# Day 2

## Getting started

Navigate to [Advent of Code Day 2](https://adventofcode.com/2025/day/2)

Save the problem input (I have saved as a text file called `AOC25_2_in.txt`)

## Understanding the problem

This problem is asking us to identify numbers with repeating patterns within a certain range. In order to identify such numbers, we must first consider how such a number is constructed.

In part 1, a number is 'invalid' if 'the first half' of the number matches 'the second half'. A very simple way to check for a given number is simply to write the number as a string of text, and see if the first half of the string matches the second half.

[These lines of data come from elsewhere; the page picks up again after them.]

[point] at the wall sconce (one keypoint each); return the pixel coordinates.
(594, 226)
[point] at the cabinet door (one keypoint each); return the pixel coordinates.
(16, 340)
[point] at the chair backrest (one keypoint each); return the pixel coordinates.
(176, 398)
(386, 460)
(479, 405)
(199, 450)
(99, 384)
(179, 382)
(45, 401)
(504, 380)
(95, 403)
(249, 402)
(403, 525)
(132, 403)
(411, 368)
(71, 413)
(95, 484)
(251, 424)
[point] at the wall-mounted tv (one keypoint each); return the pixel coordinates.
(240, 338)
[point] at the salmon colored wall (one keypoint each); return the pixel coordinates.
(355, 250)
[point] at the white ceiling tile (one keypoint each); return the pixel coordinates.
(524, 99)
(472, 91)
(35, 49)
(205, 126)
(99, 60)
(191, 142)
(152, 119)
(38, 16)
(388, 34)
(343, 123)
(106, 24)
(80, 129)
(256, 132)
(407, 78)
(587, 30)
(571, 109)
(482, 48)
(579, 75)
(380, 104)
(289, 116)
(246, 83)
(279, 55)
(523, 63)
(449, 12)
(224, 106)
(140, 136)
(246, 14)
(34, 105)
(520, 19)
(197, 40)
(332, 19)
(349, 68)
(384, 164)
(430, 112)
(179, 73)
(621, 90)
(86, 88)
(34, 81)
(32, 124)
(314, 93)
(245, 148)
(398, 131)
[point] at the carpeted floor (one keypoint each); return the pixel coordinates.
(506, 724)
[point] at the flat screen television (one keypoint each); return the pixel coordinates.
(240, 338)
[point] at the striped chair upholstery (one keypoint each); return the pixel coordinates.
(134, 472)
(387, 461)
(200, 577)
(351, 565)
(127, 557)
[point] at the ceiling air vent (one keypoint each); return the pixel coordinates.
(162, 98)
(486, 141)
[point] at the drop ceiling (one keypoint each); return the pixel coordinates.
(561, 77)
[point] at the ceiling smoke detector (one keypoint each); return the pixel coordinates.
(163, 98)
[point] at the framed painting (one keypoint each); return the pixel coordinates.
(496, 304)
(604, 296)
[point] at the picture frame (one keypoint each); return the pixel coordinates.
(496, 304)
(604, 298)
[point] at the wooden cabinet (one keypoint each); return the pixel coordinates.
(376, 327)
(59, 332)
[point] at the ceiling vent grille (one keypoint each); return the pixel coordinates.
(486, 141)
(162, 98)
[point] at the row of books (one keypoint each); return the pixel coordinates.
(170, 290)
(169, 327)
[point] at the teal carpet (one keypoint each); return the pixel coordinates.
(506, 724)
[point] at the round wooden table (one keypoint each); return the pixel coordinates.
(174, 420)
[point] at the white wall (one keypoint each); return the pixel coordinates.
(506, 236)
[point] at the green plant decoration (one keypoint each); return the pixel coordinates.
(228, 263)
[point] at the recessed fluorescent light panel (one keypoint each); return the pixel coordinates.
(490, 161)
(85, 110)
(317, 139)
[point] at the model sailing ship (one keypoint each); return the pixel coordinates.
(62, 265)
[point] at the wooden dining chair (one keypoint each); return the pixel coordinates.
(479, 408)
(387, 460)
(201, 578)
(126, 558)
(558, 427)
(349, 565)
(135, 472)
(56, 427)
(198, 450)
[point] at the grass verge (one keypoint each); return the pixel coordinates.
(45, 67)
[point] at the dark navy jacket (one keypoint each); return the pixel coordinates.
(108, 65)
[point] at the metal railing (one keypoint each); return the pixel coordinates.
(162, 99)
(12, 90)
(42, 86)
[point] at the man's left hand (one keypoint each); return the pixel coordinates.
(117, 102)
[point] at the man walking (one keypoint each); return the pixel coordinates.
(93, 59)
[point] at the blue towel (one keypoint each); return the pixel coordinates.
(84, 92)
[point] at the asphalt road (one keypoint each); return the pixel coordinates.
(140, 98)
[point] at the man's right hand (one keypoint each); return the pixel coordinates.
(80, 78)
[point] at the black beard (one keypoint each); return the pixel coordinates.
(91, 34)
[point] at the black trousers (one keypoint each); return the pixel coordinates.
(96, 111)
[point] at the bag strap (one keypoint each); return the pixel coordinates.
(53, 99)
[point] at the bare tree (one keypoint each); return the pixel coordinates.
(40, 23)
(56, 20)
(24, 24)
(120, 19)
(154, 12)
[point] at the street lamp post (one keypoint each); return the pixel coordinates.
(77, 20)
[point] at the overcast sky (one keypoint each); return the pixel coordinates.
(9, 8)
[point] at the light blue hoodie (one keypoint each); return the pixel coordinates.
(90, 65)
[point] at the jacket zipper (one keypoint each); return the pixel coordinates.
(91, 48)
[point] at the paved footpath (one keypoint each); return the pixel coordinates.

In part 2, a number is 'invalid' if it has any repeating component, and so we can extend the same idea, but this time check for any pattern that repeats more than once, using all possible divisors of the string length (except for the entire length itself, because 'repeating' only once does not make a number invalid).

#### Naive approach (slow)

A naive approach to this problem, therefore, is simply to iterate through each number within each of our ranges, and check whether it is invalid. The organisers have been kind today, and the ranges will allow for such a solution to run in time.

But what if we had a range of 1 to 10 trillion? We'd have to check every single number in that range. Ordinary computers are good at doing approximately 1 billion mathematical operations per second, so this would immediately elevate our script runtime to a minimum of several hours. In reality, the runtime would be even worse than this, because we're doing quite a few operations for each number.

#### Clever approach (fast)

There is a clever approach too! We can **analyse** the range and mathematically construct all possible invalid numbers without visiting each one of them, and we can do it very quickly.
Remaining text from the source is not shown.